Ruwatan Misteri

Nurul Adiyanti
Chapter #18

Pengantin dan Bayi yang Gugur

Gagang telepon itu terasa dingin dan mati di genggaman Ashana, seperti tulang belulang yang baru digali dari tanah basah. Suara serak dan parau itu masih menggema di telinganya, bukan sebagai suara, tapi sebagai getaran yang merayap di sepanjang sarafnya.

'Selamat, Pengantin Kedua.'

Klik.

Sambungan terputus dengan sendirinya, Ashana masih berdiri mematung di sana, menatap kosong ke dinding, gagang telepon masih menempel di telinganya.

***

Bau kertas tua dan kamper menusuk hidung Ayuni, membuatnya terbatuk pelan di tengah keheningan perpustakaan pribadi ayahnya. Pukul dua dini hari, dan ia masih terjaga, dikelilingi oleh tumpukan buku-buku tebal bersampul kulit yang seolah menatapnya dengan mata-mata berdebu. Lehernya masih terasa nyeri, bekas cengkeraman dari dunia lain itu meninggalkan memar kebiruan yang ia tutupi dengan syal tipis, bahkan di dalam rumah.

"Ayuni, sudah cukup," sebuah suara lembut namun tegas terdengar dari ambang pintu.

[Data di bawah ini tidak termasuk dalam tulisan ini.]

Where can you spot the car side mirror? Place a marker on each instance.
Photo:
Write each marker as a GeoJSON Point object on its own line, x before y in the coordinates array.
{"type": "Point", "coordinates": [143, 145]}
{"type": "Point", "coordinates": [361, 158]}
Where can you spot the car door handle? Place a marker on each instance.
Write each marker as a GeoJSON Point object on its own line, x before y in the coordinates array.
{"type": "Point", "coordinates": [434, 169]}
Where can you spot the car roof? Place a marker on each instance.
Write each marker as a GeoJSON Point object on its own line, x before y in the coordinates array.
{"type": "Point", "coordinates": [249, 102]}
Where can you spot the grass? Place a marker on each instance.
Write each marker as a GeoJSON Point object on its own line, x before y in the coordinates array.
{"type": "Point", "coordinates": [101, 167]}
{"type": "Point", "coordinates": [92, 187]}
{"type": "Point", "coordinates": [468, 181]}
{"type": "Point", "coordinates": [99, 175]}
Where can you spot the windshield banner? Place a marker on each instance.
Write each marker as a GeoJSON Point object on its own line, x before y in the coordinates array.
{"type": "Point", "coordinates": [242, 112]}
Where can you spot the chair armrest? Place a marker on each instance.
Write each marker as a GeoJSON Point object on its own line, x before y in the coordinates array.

Ayahnya berdiri di sana, hanya mengenakan sarung dan kaus oblong, wajahnya berkerut cemas.

"Lihat matamu itu. Sudah merah begitu. Kembali ke kamarmu, tidur."

"Sebentar lagi, Pak," jawab Ayuni, suaranya parau karena kelelahan. Tangannya yang gemetar membuka lembar demi lembar sebuah buku folklore Jawa yang sudah menguning.

"Aku... aku hampir menemukan sesuatu."

"Menemukan apa, Nduk? Cerita hantu pengantar tidur?" Ayahnya melangkah masuk, menuangkan teh hangat dari termos ke dalam cangkir untuknya.

"Ayah tahu kamu trauma, tapi menyiksa diri seperti ini tidak akan membantu,"

"Ini bukan siksaan, Pak, ini petunjuk," Ayuni menatap ayahnya dengan tatapan memohon.

"Ini nyata, apa yang terjadi padaku, pada teman-temanku... semua ini nyata," Ayahnya menghela napas panjang, meletakkan cangkir teh di samping Ayuni.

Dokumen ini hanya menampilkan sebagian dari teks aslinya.